Georgiana et Evie se sont rencontrées sur Tinder en octobre 2021 et, fidèles aux stéréotypes des relations lesbiennes, ont emménagé ensemble un mois plus tard. En décembre, Georgiana fait sa demande en mariage et Evie fait de même en avril — la double demande en mariage est l’une des façons dont la communauté LGBTQ+ tente de repenser l’industrie du mariage.

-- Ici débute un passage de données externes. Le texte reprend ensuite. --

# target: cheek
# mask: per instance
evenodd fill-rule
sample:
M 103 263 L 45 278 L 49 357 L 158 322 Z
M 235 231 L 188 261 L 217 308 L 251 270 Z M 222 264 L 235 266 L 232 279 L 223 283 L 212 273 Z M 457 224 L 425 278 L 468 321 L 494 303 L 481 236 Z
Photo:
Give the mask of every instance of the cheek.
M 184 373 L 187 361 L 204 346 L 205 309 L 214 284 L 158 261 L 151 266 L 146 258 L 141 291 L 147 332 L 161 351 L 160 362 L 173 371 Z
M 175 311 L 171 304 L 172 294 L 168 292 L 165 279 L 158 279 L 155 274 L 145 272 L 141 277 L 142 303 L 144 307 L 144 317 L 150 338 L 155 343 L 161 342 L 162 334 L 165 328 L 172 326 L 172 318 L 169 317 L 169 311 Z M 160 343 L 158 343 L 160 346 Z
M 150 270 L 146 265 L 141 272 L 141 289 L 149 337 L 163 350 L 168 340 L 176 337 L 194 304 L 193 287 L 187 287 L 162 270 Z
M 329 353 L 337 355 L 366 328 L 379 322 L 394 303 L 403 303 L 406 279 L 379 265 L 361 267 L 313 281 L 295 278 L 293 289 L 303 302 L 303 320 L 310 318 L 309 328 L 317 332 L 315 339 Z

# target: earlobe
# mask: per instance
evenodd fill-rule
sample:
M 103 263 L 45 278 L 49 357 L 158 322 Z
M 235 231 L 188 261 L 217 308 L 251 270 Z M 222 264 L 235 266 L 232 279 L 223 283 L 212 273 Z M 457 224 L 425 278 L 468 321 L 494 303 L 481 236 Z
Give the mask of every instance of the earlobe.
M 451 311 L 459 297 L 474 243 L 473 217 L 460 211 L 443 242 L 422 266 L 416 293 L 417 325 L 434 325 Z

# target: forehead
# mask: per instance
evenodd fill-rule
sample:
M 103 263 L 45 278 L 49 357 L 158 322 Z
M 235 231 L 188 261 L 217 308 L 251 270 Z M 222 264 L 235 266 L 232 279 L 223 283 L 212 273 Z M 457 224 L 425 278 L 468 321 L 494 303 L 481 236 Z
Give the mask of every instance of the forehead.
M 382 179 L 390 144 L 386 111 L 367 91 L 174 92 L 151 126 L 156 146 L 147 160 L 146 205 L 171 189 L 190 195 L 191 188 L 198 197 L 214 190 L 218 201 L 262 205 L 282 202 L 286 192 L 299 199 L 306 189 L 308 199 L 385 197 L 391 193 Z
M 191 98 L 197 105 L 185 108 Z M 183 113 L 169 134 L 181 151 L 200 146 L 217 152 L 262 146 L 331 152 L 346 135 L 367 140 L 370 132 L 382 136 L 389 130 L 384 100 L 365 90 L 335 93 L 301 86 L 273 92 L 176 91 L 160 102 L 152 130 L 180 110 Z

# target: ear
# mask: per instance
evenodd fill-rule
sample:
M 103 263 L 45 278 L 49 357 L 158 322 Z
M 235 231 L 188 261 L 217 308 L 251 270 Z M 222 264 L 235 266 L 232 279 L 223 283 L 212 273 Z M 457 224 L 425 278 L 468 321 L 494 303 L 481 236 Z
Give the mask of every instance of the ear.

« Nous avons décidé de précipiter un peu le mariage parce qu’Evie voulait changer son genre sur sa carte d’identité. Après ça, nous n’aurions plus pu nous marier », m’avait raconté Georgiana lorsque je m’étais entretenue avec les futures mariées une semaine avant le grand jour. Toutes deux avaient déjà été mariées auparavant. Georgiana a divorcé en 2016, et Evie, qui a eu un enfant avec sa précédente partenaire, a divorcé en 2021 après avoir fait son coming out en tant que femme trans.
Elle était alors âgée de 36 ans, et ce coming out avait mis un point final à un long épisode de dépression inexplicable. « Dans la communauté trans, on appelle ça de la gymnastique mentale », m’avait-elle expliqué. « Au lieu d’accepter que vous êtes trans car cela vous causerait d’innombrables problèmes, vous commencez à trouver toutes sortes d’autres raisons à votre dépression. »
Si faire sa transition a demandé beaucoup de temps à Evie, le faire en tant qu’adulte plutôt qu’en étant enfant ou ado a, selon elle, ses avantages. « Tu accordes déjà moins d’importance à l’opinion des autres, tu ne risques plus de te faire emmerder à l’école et puis tu ne dépends plus de tes parents », m’avait-elle confié. « Tu gagnes ta vie, tu as ton propre appart et tu n’es plus bouffée par la peur que tes parents te foutent dehors ».
« Mon père m’a dit qu’il était d’une autre génération et qu’il n’arrivait pas à comprendre. »
C’était une crainte bien réelle pour Evie, d’autant plus que sa mère ne l’accepte toujours pas. « Elle m’a dit avoir eu l’impression de perdre un enfant, et qu’une étrangère avait maintenant pris sa place ». Même son meilleur ami a fini par s’éloigner d’elle. Mais finalement, la joie de la transition s’est avérée plus puissante que la douleur de perdre des gens. « Je me suis fait de nouveaux amis, de toute façon », avait-elle ajouté.
Sans oublier que certains de ses proches l’ont soutenue depuis le début, notamment son ex-femme et sa fille, qui l’appelle désormais « maman » lorsqu’elle va passer du temps chez elle et Georgina.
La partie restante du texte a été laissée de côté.